Remark 1.4 (Intermediate surfaces). Any surface $\Sigma$ with $\mathcal{B}_A \subsetneq \mathcal{B}_A \cup \text{int}(\Sigma) \subsetneq M_A$ is an intermediate enclosing surface. Such surfaces live in the bulk of $M_A$ between the coherence-domain boundary and the horizon. Physically these correspond to coarser causal surfaces than the skin but finer than the cosmic horizon — e.g., the boundary of a local environment, a laboratory wall, a room, a planet’s gravity well.

Step 2: Time-Like Holographic Equivalence (Thesis A)

Proposition 2.1 (Holographic equivalence). For any enclosing surface $\Sigma$ of $A$ , the sequenced crossing record $R_\Sigma(A, t_k)$ is sufficient to determine $A$ ‘s state at $t_k$ .

Structural argument. Three framework commitments combine:

(i) Coherence conservation (Axiom 1). $A$ ’s state at tick $t_k$ is fully determined by $A$ ‘s intrinsic dynamics (Axiom 3 loop closure) plus all coherence exchanges $A$ has had with non-self. Coherence exchanges are Type III relations; by Area Scaling Proposition 1.2 (boundary mediation), every such exchange crosses $\mathcal{B}_A$ .

(ii) No-deleting theorem. Information that enters $A$ cannot be destroyed (Distinguishability Conservation Theorem 6.1). The record of past crossings is preserved in $A$ ‘s evolved state.

(iii) Containment and unitary evolution. Any enclosing surface $\Sigma \supset \mathcal{B}_A$ has the property: every carrier that crosses $\mathcal{B}_A$ must first have crossed $\Sigma$ (by topological containment). The dynamics between $\Sigma$ -crossing and $\mathcal{B}_A$ -crossing is unitary (Born rule + coherence conservation) and hence invertible in principle. So $R_\Sigma$ determines $R_{\mathcal{B}_A}$ via the inverse of the bulk propagation from $\Sigma$ to $\mathcal{B}_A$ . By (i) and (ii), $R_{\mathcal{B}_A}$ determines $A$ ‘s state at $t_k$ . Therefore $R_\Sigma$ determines $A$ ‘s state at $t_k$ . $\square$

Remark 2.2 (Not a practical reconstruction). Proposition 2.1 is a structural claim about what data is sufficient, not a constructive recipe for reconstruction. The inverse propagation from $\Sigma$ to $\mathcal{B}_A$ requires solving a detailed backward dynamics — generally as hard as solving the forward problem. The proposition asserts that the information is not lost, not that it is cheap to recover.

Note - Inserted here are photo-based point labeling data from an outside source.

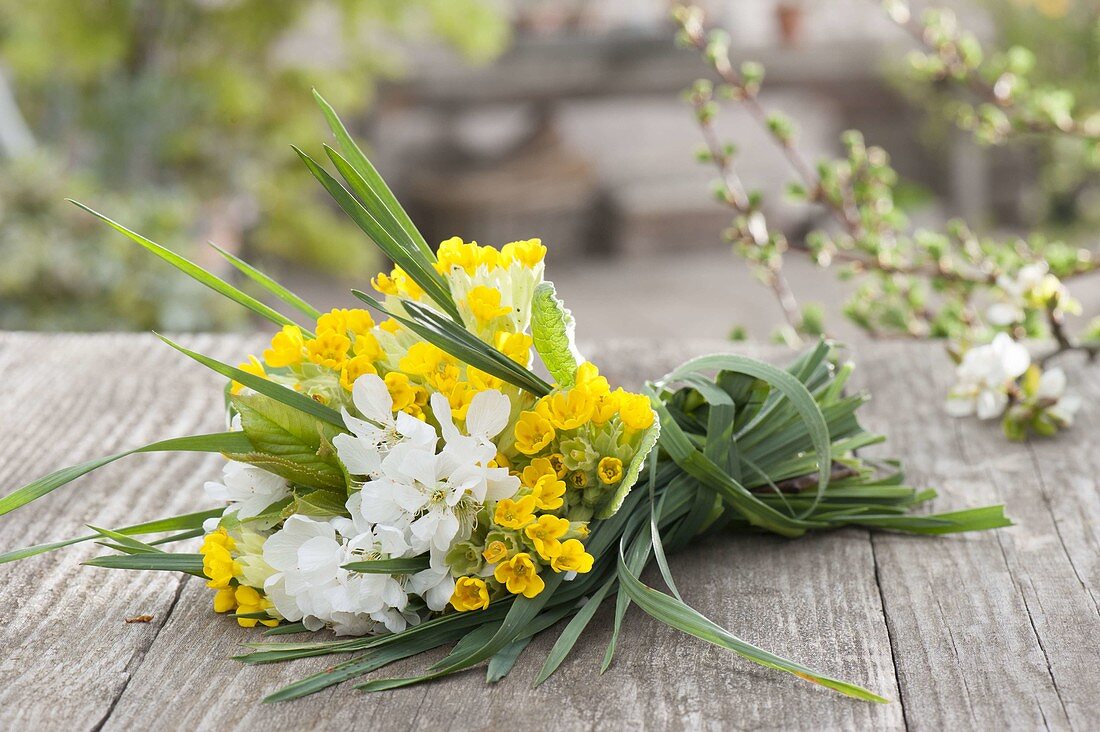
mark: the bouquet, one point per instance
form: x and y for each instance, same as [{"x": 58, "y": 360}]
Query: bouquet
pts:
[{"x": 404, "y": 476}]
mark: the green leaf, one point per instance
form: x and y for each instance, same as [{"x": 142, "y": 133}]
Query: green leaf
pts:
[
  {"x": 553, "y": 332},
  {"x": 190, "y": 564},
  {"x": 459, "y": 342},
  {"x": 268, "y": 284},
  {"x": 679, "y": 615},
  {"x": 279, "y": 393},
  {"x": 789, "y": 386},
  {"x": 288, "y": 441},
  {"x": 188, "y": 521},
  {"x": 415, "y": 264},
  {"x": 216, "y": 443},
  {"x": 569, "y": 636},
  {"x": 407, "y": 566},
  {"x": 630, "y": 476},
  {"x": 377, "y": 186},
  {"x": 195, "y": 271}
]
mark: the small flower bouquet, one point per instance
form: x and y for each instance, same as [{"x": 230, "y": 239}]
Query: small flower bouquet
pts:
[{"x": 408, "y": 480}]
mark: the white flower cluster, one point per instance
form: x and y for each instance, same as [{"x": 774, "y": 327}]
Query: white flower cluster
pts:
[
  {"x": 988, "y": 373},
  {"x": 416, "y": 499}
]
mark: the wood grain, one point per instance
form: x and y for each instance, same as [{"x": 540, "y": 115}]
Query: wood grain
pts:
[{"x": 986, "y": 631}]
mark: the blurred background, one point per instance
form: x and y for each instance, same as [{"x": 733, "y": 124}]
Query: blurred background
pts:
[{"x": 493, "y": 120}]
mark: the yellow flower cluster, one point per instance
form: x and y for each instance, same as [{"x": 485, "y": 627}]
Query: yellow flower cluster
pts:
[
  {"x": 457, "y": 254},
  {"x": 570, "y": 452},
  {"x": 222, "y": 571}
]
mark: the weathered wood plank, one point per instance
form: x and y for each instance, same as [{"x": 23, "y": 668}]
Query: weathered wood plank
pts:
[
  {"x": 999, "y": 630},
  {"x": 988, "y": 631},
  {"x": 814, "y": 600},
  {"x": 67, "y": 653}
]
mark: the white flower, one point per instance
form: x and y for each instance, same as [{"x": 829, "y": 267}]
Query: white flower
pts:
[
  {"x": 372, "y": 438},
  {"x": 1052, "y": 390},
  {"x": 985, "y": 375},
  {"x": 249, "y": 490},
  {"x": 435, "y": 496},
  {"x": 1031, "y": 282}
]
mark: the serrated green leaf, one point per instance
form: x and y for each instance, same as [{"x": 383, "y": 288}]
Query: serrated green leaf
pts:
[{"x": 553, "y": 332}]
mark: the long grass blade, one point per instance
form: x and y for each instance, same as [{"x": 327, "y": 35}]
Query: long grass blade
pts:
[
  {"x": 194, "y": 271},
  {"x": 277, "y": 392},
  {"x": 268, "y": 284},
  {"x": 215, "y": 443},
  {"x": 679, "y": 615}
]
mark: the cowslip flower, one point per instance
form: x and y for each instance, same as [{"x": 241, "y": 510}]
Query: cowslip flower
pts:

Remark 2.3 (Correspondence with the holographic bound). Area Scaling bounds the mode count on $\Sigma$ by $\text{Area}(\Sigma)/(4\ell_P^2)$ . Proposition 2.1 is the qualitative partner of the quantitative bound: not only is the count bounded, but the data on $\Sigma$ is sufficient to reconstruct the state.

Step 3: Space-Like Holographic Equivalence (Thesis A’)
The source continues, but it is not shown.